Strength and Limitation

We compared coaching and encouragement provided as IT or GT in women with POP over an 18-month period to evaluate whether IT could be a valid alternative to GT when the latter is not feasible. To our knowledge, no previous study has investigated this important issue in women with POP. The fact that the study was conducted during COVID-19 pandemic is also very relevant and adds strength to our conclusions since they are driven not just on artificially created experimental conditions but on real-life imposed external conditions.

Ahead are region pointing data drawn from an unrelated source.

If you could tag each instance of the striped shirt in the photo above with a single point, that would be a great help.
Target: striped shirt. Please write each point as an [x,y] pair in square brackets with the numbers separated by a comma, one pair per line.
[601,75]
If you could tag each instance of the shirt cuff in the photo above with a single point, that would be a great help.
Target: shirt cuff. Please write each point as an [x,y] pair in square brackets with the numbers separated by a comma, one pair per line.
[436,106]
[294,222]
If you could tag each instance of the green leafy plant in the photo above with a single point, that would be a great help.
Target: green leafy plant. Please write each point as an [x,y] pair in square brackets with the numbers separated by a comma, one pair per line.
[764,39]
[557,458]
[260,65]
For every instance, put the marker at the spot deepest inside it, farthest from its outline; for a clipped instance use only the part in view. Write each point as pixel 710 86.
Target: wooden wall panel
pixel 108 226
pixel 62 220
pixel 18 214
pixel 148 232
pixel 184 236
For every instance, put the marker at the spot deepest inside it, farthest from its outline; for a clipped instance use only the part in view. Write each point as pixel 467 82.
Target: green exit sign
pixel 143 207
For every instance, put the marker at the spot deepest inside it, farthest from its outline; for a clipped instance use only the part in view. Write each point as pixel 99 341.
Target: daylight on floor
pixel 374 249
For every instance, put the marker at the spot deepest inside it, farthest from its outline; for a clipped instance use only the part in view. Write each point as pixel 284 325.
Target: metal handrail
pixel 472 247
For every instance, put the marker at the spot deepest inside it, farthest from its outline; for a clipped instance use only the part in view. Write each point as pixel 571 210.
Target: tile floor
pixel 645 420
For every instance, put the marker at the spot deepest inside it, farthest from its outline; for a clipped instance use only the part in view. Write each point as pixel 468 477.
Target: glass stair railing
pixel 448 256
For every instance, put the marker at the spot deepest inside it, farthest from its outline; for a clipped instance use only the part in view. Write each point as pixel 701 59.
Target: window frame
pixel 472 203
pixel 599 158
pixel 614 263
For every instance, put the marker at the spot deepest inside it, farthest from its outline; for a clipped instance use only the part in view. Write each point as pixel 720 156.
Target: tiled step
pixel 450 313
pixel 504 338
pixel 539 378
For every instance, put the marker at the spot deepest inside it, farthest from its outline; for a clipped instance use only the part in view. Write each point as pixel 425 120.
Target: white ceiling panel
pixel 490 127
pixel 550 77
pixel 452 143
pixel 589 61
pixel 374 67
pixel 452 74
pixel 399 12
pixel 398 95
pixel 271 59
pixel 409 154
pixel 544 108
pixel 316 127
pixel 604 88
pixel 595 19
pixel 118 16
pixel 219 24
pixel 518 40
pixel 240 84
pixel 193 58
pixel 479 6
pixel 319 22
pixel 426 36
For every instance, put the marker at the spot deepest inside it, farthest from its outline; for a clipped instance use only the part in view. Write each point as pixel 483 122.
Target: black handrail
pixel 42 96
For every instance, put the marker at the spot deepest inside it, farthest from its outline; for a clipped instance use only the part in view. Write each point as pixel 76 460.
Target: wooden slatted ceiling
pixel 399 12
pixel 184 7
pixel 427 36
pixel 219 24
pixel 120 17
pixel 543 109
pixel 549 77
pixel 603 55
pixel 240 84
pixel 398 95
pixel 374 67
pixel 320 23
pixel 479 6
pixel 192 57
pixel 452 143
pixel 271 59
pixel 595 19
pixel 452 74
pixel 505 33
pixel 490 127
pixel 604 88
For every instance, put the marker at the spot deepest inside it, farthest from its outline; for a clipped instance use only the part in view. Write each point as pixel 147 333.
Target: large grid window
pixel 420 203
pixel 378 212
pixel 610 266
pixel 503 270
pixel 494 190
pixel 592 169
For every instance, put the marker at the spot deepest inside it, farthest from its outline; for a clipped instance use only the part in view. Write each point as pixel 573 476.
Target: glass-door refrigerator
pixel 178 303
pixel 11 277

We are aware that this study has a number of limitations. The primary outcome measure (ECOS 16) had a ceiling effect that limited its utility for the study. The study was conducted on women living in an urban area. Thus, generalization to populations of women living within different areas and male gender cannot be applied. We did not consider in the study modifications of nutrition48 and sleep habits49 (in particular during the pandemic) although they have been proven risk factors for severity of osteoporosis. Thus, further studies are needed to understand their influence on HRQoL of women with POP undergoing exercise programs. Since mineral bone densities of femur and lumbar spine were measured at baseline and used only as an inclusion criterion, we cannot demonstrate any effect of the exercise program on bone health. Finally, due to the COVID-19 restrictions, the drop-out rate from the study was high. This could have influenced the statistical significance of the results. However, the number of the women who concluded the study was 33, slightly under the sample indicated by the power analysis (36 women). A new post-hoc power analysis to confirm the sample power was performed. The new power analysis was conducted using ECOS-16 (primary outcome measure of the study) with the same specifics of the previous analysis (see Methods) but with an allocation ratio of 1.4 (to account for the difference between 14 subjects in one group and 19 in another). The sample power of our comparison was 0.76 indicating that our study population was within a reasonable range to provide statistically meaningful results.

Conclusion

IT and GT supervised exercise programs provide similar effectiveness, participation and safety to women with POP. Both approaches can be considered for implementation as public health measures dictate or when gym participation is not feasible due to environmental conditions, work or family limitations. Trainers have a crucial role not only to instruct participants to exercise correctly but also encourage them to continue to be active over time. Exercise protocols, even if based on supervised gym practice, must consider the possibility that a disruptive event (or, more simply, a change in a person’s daily routine) could cause a sudden interruption of attendance at the gym and therefore necessitate the inclusion of educational plans to instruct participants to exercise effectively and safely without the direct supervision of a trainer.

Data Sharing Statement

The datasets generated and/or analysed during the current study are available from the corresponding author upon request.

Ethical Approval

The study was approved from the Local Ethics Committee (Comitato Etico Indipendente di Area Vasta Emilia Centro, CE-AVEC) of the Emilia-Romagna Region, in accordance with the 1964 Helsinki declaration and its later amendments. The trial was registered in ClinicalTrial.Gov (NCT04179903). Amendments of the study protocol induced by the COVID-19 outbreak were also approved by these same Local Ethics Committee.

Informed Consent

All the study participants gave their written informed consent after detailed information.

Acknowledgments

The Authors are grateful to Dr. Michael Weinrich and Dr. Mary Stuart for their comments and suggestions.

Funding

This study was funded by European Commission within the Erasmus+ Sport program (Grant Agreement N2017-2128/001-001).

Disclosure

The authors declare that they have no conflicts of interest in this work.